Journal titleLinguistics: An Interdisciplinary Journal of the Language Sciences
Year2011
Pages835 - 944
Volume49
Issue4
Abstract

The article discusses cross-categorial case—case in a wider perspective than an argument-marking phenomenon in the nominal domain. Cross-categorial cases mark bare stems, non-finite verbs, or inflected verbs; they serve as clause-linkers and encode tense, aspect, negation, and mood. The spatiotemporal parallel semantics of cross-categorial spatial case compares well to combinations of adpositions with infinitives, as in I go to swim, je viens de manger, er ist am Arbeiten.

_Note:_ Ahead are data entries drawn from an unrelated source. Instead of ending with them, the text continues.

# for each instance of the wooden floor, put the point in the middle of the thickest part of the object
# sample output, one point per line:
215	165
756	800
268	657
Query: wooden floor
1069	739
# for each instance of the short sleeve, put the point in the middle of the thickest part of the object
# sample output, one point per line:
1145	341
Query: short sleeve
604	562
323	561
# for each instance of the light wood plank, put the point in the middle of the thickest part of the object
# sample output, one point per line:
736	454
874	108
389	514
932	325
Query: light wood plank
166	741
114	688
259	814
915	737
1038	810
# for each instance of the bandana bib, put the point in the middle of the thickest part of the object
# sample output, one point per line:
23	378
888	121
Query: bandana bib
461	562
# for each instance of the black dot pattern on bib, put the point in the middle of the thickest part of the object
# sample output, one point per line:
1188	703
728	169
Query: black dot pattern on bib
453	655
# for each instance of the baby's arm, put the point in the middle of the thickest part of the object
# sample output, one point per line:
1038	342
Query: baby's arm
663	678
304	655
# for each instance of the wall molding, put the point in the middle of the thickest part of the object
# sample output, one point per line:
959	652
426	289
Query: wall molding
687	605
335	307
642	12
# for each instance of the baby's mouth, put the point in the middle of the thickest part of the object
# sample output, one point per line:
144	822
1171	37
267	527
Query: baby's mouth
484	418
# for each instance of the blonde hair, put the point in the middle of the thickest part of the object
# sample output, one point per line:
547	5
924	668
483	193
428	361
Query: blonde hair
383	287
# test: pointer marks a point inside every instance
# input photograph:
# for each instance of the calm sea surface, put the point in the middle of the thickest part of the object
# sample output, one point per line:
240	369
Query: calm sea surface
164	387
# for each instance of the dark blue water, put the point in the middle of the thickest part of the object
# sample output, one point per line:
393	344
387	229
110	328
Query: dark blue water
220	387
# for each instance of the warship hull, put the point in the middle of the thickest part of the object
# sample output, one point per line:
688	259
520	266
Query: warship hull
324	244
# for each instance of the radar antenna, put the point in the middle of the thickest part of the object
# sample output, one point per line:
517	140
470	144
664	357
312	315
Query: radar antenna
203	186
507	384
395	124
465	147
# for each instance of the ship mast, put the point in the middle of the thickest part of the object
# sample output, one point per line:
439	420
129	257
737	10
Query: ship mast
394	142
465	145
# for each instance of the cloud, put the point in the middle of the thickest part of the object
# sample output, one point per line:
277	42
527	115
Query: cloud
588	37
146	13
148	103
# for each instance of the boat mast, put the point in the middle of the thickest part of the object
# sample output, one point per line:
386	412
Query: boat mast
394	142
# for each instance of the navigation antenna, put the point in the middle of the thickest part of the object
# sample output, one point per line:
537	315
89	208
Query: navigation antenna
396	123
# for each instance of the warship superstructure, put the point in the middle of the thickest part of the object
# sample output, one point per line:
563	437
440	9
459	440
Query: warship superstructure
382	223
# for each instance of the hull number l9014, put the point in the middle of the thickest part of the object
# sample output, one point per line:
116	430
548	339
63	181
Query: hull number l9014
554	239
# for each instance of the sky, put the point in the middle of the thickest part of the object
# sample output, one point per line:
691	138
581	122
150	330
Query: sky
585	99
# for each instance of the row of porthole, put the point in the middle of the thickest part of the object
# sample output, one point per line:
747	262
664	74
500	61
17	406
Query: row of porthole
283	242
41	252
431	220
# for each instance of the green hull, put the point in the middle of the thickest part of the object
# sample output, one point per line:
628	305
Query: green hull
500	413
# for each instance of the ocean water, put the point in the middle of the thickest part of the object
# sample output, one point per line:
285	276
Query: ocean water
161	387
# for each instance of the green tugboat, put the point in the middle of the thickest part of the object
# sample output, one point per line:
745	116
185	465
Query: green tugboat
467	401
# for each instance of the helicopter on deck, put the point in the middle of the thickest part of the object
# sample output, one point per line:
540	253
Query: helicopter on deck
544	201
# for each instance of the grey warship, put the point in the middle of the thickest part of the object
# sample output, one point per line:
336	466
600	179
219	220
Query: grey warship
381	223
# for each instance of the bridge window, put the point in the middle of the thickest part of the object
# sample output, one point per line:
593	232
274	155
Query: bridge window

The article aims at overcoming the various obstacles that have prevented gaining insight into the meaning of rich systems of cross-categorial case in exotic or dead languages by focusing on the more accessible Uralic languages, many of which have more than 20 cases, and rich and regular cross-categorial case systems. The data are collected and tested by various methods and sources from several sociolinguistic and diachronic varieties of smaller Finnic languages: Karelian, Ingrian, Veps, Votic, Livonian, South-Estonian and Estonian. Especially in the Finnic spatial case systems, the correspondences between the nominal and verbal paradigms are regular. The case paradigms of Finnic non-finites derive from paradigms of deverbal nominalizations. Therefore, Finnic allows a unique opportunity to examine a wide variety of in-between categories combining nominal and verbal syntactic and semantic properties within the context of a rich case system; a detailed example is provided about the inessive (internal locative) case m-formative non-finite. Strengthened by areal contact, the bleaching of the inessive meaning motivates the cross-linguistically attested and cognitively grounded development of locatives into progressive entailment in the verbal domain, while the use of locative expressions in discourse has lead to the development of a cluster of implicatures and presuppositions that correspond to the European absentives. Solving the puzzle about the existence of “the Estonian absentive” provides a synchronic snapshot of a gradually developing nominal-verbal split in the in-between categories with inessive. The regular parallels between the Finnic nominal and verbal case call for a broader view on case than previously assumed, and this study goes beyond the well-known nominal semantics of cases.